The old man sought, as Lot had done, to defend his guests from such a shameful crime by appealing to the sacred rights of hospitality, and by giving up his own virgin daughter and the concubine of his guest (see the remarks on Gen 19:7-8). נְבָלָה, folly, used to denote shameful licentiousness and whoredom, as in Gen 34:7 and Deu 22:21. אֹותָם עַנּוּ, “humble them.” The masculine is used in אֹותָם and לָהֶם as the more general gender, instead of the more definite feminine, as in Gen 39:9; Exo 1:21, etc.

Jdg 19:25

But as the people would not listen to this proposal, the man (no doubt the master of the house, according to Jdg 19:24) took his (the guest's) concubine (of course with the consent of his guest) and led her out to them, and they abused her the whole night.
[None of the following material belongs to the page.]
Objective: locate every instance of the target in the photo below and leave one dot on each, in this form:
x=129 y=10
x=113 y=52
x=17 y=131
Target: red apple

It is not stated how it was that they were satisfied with this; probably because they felt too weak to enforce their demand. בְּ הִתְעַלֵּל, to exercise his power or wantonness upon a person (see Exo 10:2).

Jdg 19:26

When the morning drew on (i.e., at the first dawn of day), the woman fell down before the door of the house in which אֲדֹונֶיהָ, “her lord,” i.e., her husband, was, and lay there till it was light, i.e., till sunrise.

Jdg 19:27-28

There her husband found her, when he opened the house-door to go his way (having given up all thought of receiving her back again from the barbarous crowd), “lying before the house-door, and her hands upon the threshold” (i.e., with outstretched arms), and giving no answer to his word, having died, that is to say, in consequence of the ill-treatment of the night. He then took the corpse upon his ass to carry it to his place, i.e., to his home.

Jdg 19:29-30

As soon as he arrived there, he cut up the body, according to its bones (as they cut slaughtered animals in pieces: see at Lev 1:6), into twelve pieces, and sent them (the corpse in its pieces) into the whole of the territory of Israel, i.e., to all the twelve tribes, in the hope that every one who saw it would say: No such thing has happened or been seen since the coming up of Israel out of Egypt until this day. Give ye heed to it (שִׁימוּ for לֵב שִׂימוּ); make up your minds and say on, i.e., decide how this unparalleled wickedness is to be punished. Sending the dissected pieces of the corpse to the tribes was a symbolical act, by which the crime committed upon the murdered woman was placed before the eyes of the whole nation, to summon it to punish the crime, and was naturally associated with a verbal explanation of the matter by the bearer of the pieces. See the analogous proceeding on the part of Saul (1Sa 11:7), and the Scythian custom related by Lucian in Toxaris, c. 48, that whoever was unable to procure satisfaction for an injury that he had received, cut an ox in pieces and sent it round, whereupon all who were willing to help him to obtain redress took a piece, and swore that they would stand by him to the utmost of their strength. The perfects וְאָמַר - וְהָיָה (Jdg 19:30) are not used for the imperfects c. vav consec. וַיֹּאמֶר - וַיְהִי, as Hitzig supposes, but as simple perfects (perfecta conseq.), expressing the result which the Levite expected from his conduct; and we have simply to supply לֵאמֹר before וְהָיָה, which is often omitted in lively narrative or animated conversation (compare, for example, Exo 8:5 with Jdg 7:2). The perfects are used by the historian instead of imperfects with a simple vav, which are commonly employed in clauses indicating intention, “because what he foresaw would certainly take place, floated before his mind as a thing already done” (Rosenmüller). The moral indignation, which the Levite expected on the part of all the tribes at such a crime as this, and their resolution to avenge it, are thereby exhibited not merely as an uncertain conjecture, but a fact that was sure to occur, and concerning which, as Judg 20 clearly shows, he had not deceived himself.